Digital privacy is a myth in India. The Data Protection Bill was first conceptualised in 2017. It took more than two years for it to finally reach the Lok Sabha. It still hasn’t been implemented. Even the new law has one thing in common with the previous ones — it’s vague and serves the government, not the people.

Read Also: Why the Data Protection Bill will make India an Orwellian state

It’s an open fact that India’s legislature has a huge influence over the executive. We’re taught in basic civics that the two branches are supposed to work for the people, independently. Unfortunately, the two work for each other. What’s the solution? You bring in the third branch of democracy, the judiciary.

India needs a FISA-like law

  • FISA stands for Foreign Intelligence Surveillance Act, a legislation enacted in the United States of America. It requires the government to obtain permission from a judge on the Foreign Intelligence Surveillance Court (FISC) to surveil communications on domestic soil for national security reasons.
  • The FISC judges are appointed by the Chief Justice of the Supreme Court. It approves wiretaps, data collection, and government requests regarding monitoring suspected terrorists and spies.
  • If a law enforcement authority (in US’ case FBI) wants to spy on domestic soil, it’ll have to produce probable cause and prove the target is a danger to national integrity. The court will decide whether the enforcement agency has enough substance to proceed with a wiretap.
  • A similar setup in India can eliminate the abuse of power. While FISA only deals with high-level cases involving terrorism, India can follow the same pattern and expand the scope of jurisdiction to criminals. A safeguard can ensure the executive branch doesn’t overstep and abuse its abilities.
  • This will be very similar to India’s newly found bankruptcy court NCLT (National Companies Law Tribunal). The court has been quite helpful in dealing with resolution processes of bankrupt companies and the country has massively benefited due to the liquidation intervention.

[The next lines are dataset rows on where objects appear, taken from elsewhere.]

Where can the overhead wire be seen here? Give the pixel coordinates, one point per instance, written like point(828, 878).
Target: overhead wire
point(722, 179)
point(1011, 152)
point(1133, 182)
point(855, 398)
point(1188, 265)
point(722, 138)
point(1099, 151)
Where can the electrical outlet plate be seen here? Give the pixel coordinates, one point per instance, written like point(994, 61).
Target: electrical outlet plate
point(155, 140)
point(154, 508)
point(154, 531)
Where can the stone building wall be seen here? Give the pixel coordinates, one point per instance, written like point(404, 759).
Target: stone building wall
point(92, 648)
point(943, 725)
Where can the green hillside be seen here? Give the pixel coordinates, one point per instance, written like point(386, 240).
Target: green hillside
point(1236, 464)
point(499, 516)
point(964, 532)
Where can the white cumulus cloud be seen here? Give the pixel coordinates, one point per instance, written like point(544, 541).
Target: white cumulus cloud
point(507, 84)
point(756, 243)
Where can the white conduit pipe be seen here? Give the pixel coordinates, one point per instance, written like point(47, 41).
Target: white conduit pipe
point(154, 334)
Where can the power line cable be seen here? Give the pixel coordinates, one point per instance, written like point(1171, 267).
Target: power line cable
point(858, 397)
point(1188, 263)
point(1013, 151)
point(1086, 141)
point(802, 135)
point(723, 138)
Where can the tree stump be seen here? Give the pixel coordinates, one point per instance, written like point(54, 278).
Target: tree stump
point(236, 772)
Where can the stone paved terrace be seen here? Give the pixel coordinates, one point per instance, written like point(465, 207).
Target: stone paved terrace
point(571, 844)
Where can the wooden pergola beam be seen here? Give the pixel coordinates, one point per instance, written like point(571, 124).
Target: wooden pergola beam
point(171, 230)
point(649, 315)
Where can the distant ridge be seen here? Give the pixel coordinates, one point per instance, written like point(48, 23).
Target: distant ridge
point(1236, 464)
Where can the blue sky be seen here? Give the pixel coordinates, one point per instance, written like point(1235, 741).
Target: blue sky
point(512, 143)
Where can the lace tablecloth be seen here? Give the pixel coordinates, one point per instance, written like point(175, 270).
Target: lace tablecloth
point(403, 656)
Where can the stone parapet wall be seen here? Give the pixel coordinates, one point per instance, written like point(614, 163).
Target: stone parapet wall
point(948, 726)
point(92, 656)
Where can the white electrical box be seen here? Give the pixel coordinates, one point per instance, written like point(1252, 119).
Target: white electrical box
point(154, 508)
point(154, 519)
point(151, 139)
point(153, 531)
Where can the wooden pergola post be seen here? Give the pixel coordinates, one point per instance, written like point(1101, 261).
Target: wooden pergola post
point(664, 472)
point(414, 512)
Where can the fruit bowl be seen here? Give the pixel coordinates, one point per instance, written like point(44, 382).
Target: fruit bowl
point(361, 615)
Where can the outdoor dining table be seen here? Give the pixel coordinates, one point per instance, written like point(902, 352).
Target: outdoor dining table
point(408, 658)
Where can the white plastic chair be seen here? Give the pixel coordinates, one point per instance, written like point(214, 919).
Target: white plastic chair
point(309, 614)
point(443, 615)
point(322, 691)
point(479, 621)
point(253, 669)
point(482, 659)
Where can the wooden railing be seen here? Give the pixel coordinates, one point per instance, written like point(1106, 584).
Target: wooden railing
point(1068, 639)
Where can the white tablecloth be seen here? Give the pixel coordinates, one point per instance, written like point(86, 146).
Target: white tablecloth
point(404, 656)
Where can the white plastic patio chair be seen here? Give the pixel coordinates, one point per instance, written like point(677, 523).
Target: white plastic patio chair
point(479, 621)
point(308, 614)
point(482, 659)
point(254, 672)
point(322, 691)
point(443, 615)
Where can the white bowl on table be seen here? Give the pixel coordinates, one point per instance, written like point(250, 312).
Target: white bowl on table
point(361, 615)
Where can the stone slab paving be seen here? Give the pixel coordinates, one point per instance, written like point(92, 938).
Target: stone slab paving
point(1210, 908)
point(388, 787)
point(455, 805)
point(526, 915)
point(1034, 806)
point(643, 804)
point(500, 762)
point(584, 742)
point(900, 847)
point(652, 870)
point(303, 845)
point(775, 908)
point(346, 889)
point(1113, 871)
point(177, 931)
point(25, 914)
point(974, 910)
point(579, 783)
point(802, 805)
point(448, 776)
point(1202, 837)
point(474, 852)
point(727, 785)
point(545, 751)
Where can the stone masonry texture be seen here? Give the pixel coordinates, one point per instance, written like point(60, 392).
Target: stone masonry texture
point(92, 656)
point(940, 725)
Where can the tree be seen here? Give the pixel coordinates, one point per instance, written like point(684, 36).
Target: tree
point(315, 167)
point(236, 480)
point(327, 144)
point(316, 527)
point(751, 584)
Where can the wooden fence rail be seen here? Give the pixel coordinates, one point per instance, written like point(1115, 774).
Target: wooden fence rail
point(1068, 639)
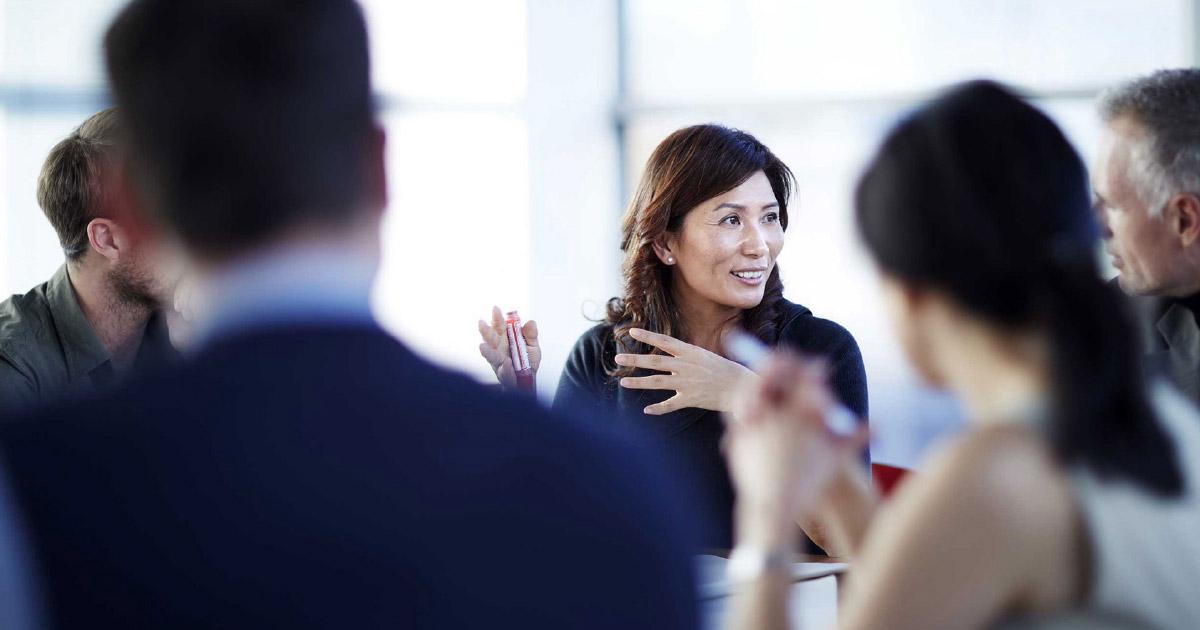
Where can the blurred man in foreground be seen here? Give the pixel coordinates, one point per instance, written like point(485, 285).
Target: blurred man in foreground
point(1147, 195)
point(99, 317)
point(305, 469)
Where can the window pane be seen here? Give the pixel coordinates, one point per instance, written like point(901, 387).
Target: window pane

India’s soon to be enacted Data Protection Bill is a disappointment. Even today, our lawmakers are adamant on sticking to draconian values that don’t necessarily solve the problem. Again and again, cases have to be plead and taken to the High Court or the Supreme Court for a precedent. What’s the use of making a new law if you’re constantly going to depend on precedents to pave the path forward?

As far as the Government of India is concerned, it’s clear they have no intention of going down the aristocratic path. Snooping on hundreds of millions of people, simply because they’re insecure about their seats. The same spying, when used correctly, could’ve helped us prevent massive attacks like 26/11. But alas, where’s the personal gain in that?